Over the last two years, a quiet miracle has been playing out across the United States: People are killing each other far less often.
Murder and other types of violent crime spiked across the country in 2020, when the pandemic closed down schools and recreation centers and the police murder of George Floyd fueled a collapse in community trust in policing. Violent crime stayed high for the next two years.
But murders fell by about 12 percent in 2023 — the largest drop ever recorded in federal crime statistics — and may have declined even further in 2024. Federal data for the year has yet to be released, but murders likely fell around 14 percent in 2024, according to data compiled by the Real Time Crime Index. This year, they’re down roughly 20 percent. Jeff Asher, a crime analyst who helps run the index, said 2025 is on track to have the lowest murder rate since 1960, when the FBI began keeping reliable records.

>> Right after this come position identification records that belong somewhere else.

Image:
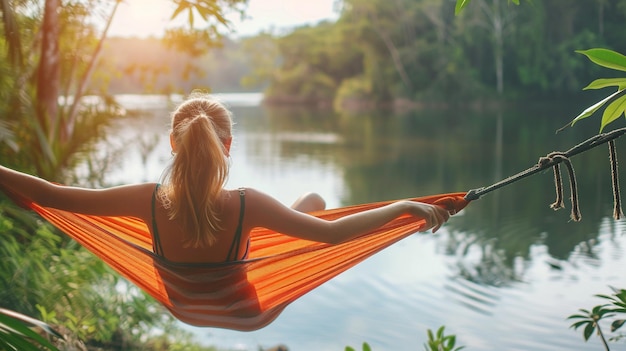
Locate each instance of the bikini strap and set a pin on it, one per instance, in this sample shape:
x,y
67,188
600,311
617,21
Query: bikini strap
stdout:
x,y
234,247
156,242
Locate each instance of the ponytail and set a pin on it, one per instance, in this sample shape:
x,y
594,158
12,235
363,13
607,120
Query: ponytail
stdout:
x,y
200,127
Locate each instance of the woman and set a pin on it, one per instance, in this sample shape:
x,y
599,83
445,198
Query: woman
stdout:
x,y
192,217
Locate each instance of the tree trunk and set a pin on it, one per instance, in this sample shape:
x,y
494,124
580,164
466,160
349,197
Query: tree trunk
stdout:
x,y
48,78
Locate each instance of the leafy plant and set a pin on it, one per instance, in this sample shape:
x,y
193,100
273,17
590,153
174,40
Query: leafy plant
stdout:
x,y
16,333
613,60
590,320
460,5
441,342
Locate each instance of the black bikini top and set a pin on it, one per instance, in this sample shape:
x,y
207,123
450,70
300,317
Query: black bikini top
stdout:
x,y
234,247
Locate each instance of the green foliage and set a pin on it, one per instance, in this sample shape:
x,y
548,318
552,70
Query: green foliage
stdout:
x,y
16,334
617,106
460,4
590,319
441,342
436,342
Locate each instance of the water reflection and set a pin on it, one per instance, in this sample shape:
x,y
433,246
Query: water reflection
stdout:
x,y
504,274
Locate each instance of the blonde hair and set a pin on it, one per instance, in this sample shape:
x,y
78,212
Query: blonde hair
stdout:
x,y
200,126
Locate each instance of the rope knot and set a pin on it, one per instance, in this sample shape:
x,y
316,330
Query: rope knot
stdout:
x,y
556,158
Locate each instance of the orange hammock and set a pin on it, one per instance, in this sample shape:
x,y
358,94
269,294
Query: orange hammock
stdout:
x,y
243,295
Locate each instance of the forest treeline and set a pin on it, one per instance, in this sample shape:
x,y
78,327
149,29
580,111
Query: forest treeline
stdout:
x,y
380,51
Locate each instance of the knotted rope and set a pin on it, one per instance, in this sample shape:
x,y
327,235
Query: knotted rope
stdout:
x,y
553,160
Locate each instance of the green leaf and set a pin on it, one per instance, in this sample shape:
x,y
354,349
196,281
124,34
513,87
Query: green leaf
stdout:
x,y
578,324
15,331
620,83
460,4
617,324
593,108
589,330
606,58
577,316
613,111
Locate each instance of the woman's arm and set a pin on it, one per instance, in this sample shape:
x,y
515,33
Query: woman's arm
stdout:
x,y
128,200
264,211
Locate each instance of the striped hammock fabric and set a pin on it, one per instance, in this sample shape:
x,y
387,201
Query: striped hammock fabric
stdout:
x,y
242,295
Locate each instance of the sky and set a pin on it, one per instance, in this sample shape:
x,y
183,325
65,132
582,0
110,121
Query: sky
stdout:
x,y
142,18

One of the most remarkable examples of this trend is Baltimore, which in the first six months of this year has had its fewest homicides in five decades.
Baltimore, like many other cities in the US, received a massive influx of federal funding in 2021 from the American Rescue Plan Act (ARPA). In the last few years, the funding paid for things like new recreation centers and street lights in high-crime areas. At the same time, the Biden administration distributed billions in grants to nonprofit violence reduction groups.
That funding, Asher told Vox’s Today, Explained podcast, may be part of the answer. He described an “everything but the kitchen sink” theory of gun violence reduction, with a tide of federal money addressing multiple potential factors, directly and indirectly.
“It’s a lot of slop being thrown against a wall, but it’s also, I think, well-informed slop, if that’s a thing,” Asher said. “And it is the thing that I think helps to explain why we’re seeing [a decline in murder rates] everywhere.”
How Baltimore got a handle on gun violence
Baltimore’s murder spike began earlier than the rest of the country. It came in 2015, after a young Black man named Freddie Gray was killed in police custody. Violent crime rose to historic highs and stayed elevated through 2020, when Brandon Scott was elected mayor on a platform of reforming how the city approaches gun violence.
“The goal was very simple,” Scott told Vox. “We were going to reduce the number that has sunk many Baltimore mayors for years by 15 percent from one year to the next, and that was homicides.”
Scott’s team has leaned into a strategy called “focused deterrence.” It calls for concentrating resources on the small group of people — mostly young men and boys — who are most likely to be both victims and perpetrators of gun crime.
Baltimore police have tried focusing on these high-risk young men before; what’s new here is the carrot: The city partners with nonprofits to offer them job training, mental health support, housing assistance, and other services to try and head off gun crime before it happens.
“What we were doing [before] is we were trying to arrest the criminals who were committing the acts, but there were no wraparound services,” Baltimore Police Commissioner Richard Worley told Vox. “There was nothing offered for them to get out of the game.”
The effort was initially funded by tens of millions of federal dollars. And preliminary research suggests it’s moving the needle.
“My whole mindset changed for life,” said Malik, 20, who got involved with Roca Baltimore, an anti-violence group that partners with the city on focused deterrence, after he finished a stint in prison for a gun charge in 2023. “I think way different — I’m more disciplined now.”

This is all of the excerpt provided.